Donde las aves Anidan
La libertad
23 enero 2023
La vuelta fue pausada, sin prisas, ya que la gran cantidad de botín procedente del saqueo no permitía ligereza en los movimientos y éste debía ser protegido por la gente de armas. Hicieron etapas de no más de diez millas, pero al fin llegaron al límite de la tierra libre entre las primeras lomas, introduciéndose en el interior. Basilio tenía el presentimiento de que terminaba una etapa y debía comenzar otra más incierta, pero no menos peligrosa.
Pasaron los días, el otoño ya estaba dando paso nuevamente al invierno cuando comenzaron a llegar partidas dispersas de las fuerzas que habían atacado con éxito, la ciudad de Ilerda. Maltrechos y agotados, comentaban que al poco de entrar en dicha ciudad, tomando un cuantioso botín, fueron acosados por una tropa, un verdadero ejército como nunca habían visto de germanos perfectamente organizados que, desde la Galia, habían entrado en Hispania para reforzar todas las guarniciones importantes del convento cæsaraugustano. Basilio sabía que no solo ocuparían esas guarniciones, sino que continuarían su incursión por el resto de Hispania y, con el tiempo, no solo desplazarían al poder de Roma, sino que continuarían persiguiendo a quien hubiera hostigado al imperio, es decir, a ellos. La ligereza de su caballería, base de su poder, les hacía capaces de entrar en la terra ignota y arrasarla cuando y donde quisieran.

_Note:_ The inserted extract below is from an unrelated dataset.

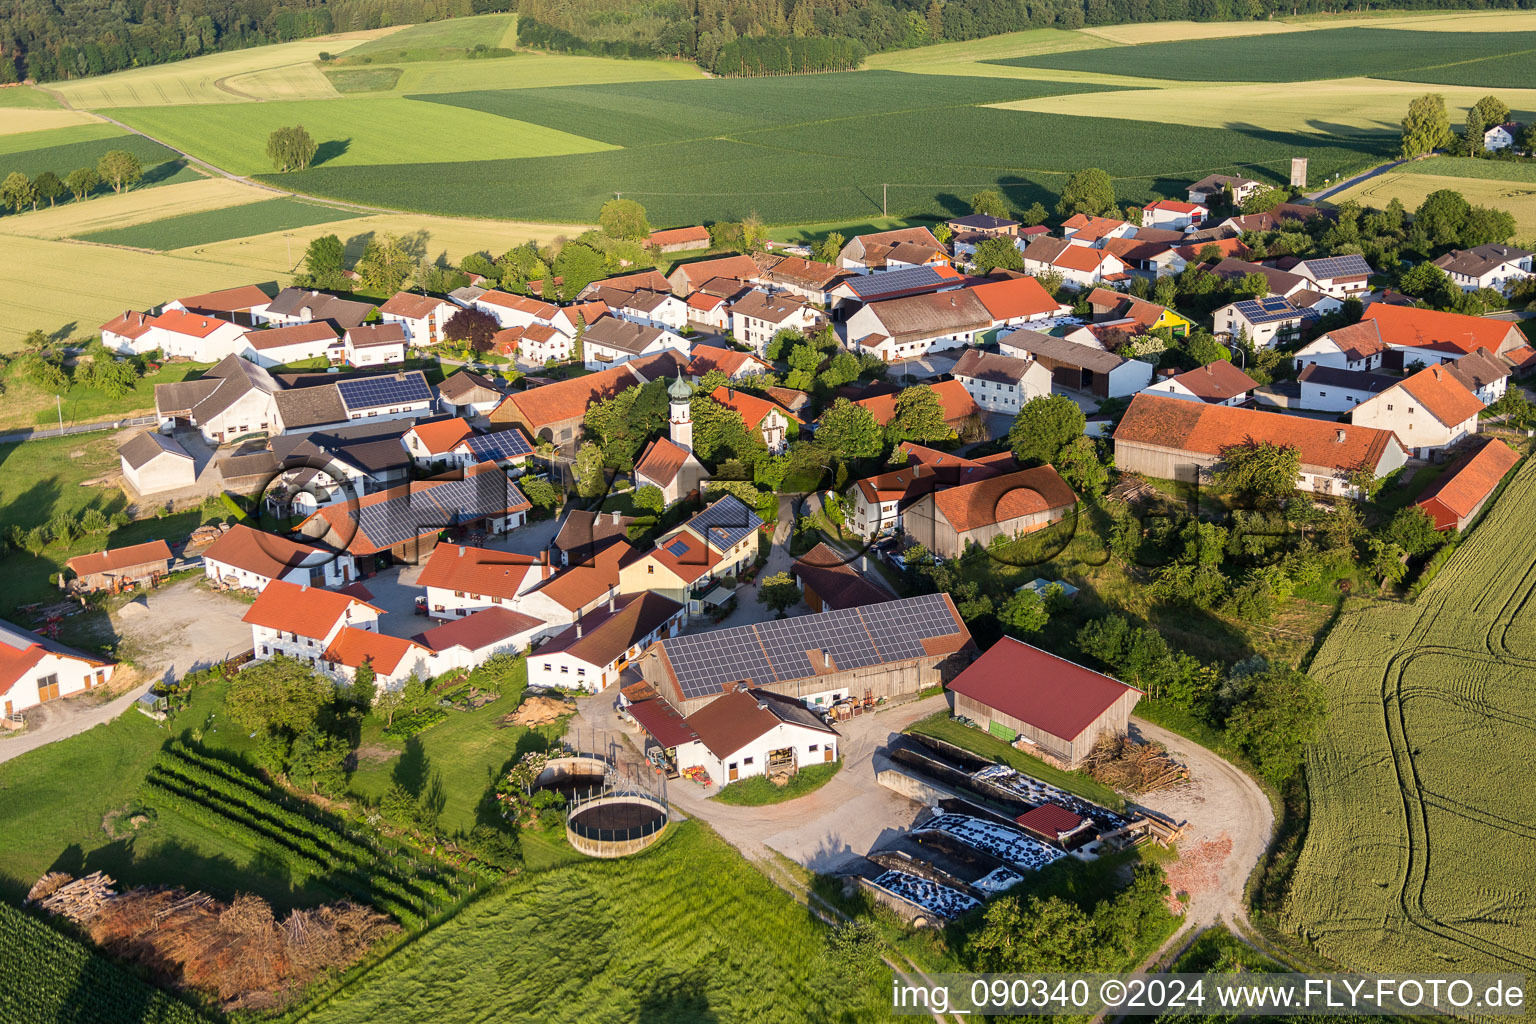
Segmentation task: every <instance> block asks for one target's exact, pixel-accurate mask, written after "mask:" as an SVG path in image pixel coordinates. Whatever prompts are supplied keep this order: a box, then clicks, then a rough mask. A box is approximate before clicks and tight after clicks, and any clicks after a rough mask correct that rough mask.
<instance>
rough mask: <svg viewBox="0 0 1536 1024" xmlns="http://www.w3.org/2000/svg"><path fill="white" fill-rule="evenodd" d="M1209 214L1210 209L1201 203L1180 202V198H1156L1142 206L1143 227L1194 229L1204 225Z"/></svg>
mask: <svg viewBox="0 0 1536 1024" xmlns="http://www.w3.org/2000/svg"><path fill="white" fill-rule="evenodd" d="M1207 216H1210V210H1209V209H1206V207H1204V206H1201V204H1200V203H1180V201H1178V200H1155V201H1152V203H1147V204H1146V206H1143V207H1141V226H1143V227H1161V229H1167V230H1178V232H1183V230H1193V229H1197V227H1200V226H1203V224H1204V223H1206V218H1207ZM1138 233H1140V232H1138Z"/></svg>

El tamaño que la población había alcanzado en esas tierras hacía inviable su existencia permanente en un lugar que ya no sería seguro. Esto hizo repensar a Basilio estrategias que nunca hubiera deseado. Gentes procedentes de las tierras agrícolas de los alrededores, habían comentado que algunas partidas de brigantes se empezaban a desplazar más al norte, a tierras que Roma llamaba el saltus donde los bosques eran más amables, nada parecidos a los pocos que restaban en las zonas cultivables. Dichos bosques, unidos a un terreno de suaves montañas, permitiría la existencia a quienes los habitasen y supondrían una trampa para quienes no los conocieran. Además, su extensión, mucho más grande que el lugar que ahora habitaban, posibilitaría la movilidad aquí y allá, en caso de ser hostigados por gentes a caballo o a pie y permitiría albergar a mucha más gente. Era, sin duda, la última ocasión para retomar una existencia sin acosos, lejos de batallas contra los que dictaban la buena o mala ciudadanía romana, comentaron entre sí Abulo y Arranes. Éstos, que habían sido partícipes de las disquisiciones que Basilio había hecho entre los suyos, veían con buenos ojos la partida hacia las tierras del norte de todo el pueblo. Sí, pueblo. De la procedencia más heterogénea, se habían convertido en una verdadera unidad. Gentes de variada casta, procedencia social o económica, amalgamados por un mismo enemigo, se veían ahora a sí mismos como herederos de lo que un día pudo ser y no fue, la fusión de Roma con los pueblos de las provincias. «Estamos condenados —se decían— a ser los malos romanos. Pues seamos. Hagamos lo que hagamos, seremos por siempre malos romanos. A este éxodo de gentes que quieren ser libres, algún día, alguien le llamará, nos llamará pueblo. Marcharemos hacia bosques llenos de fuentes, llenos de misterio, llenos de pobreza, pero llenos de libertad».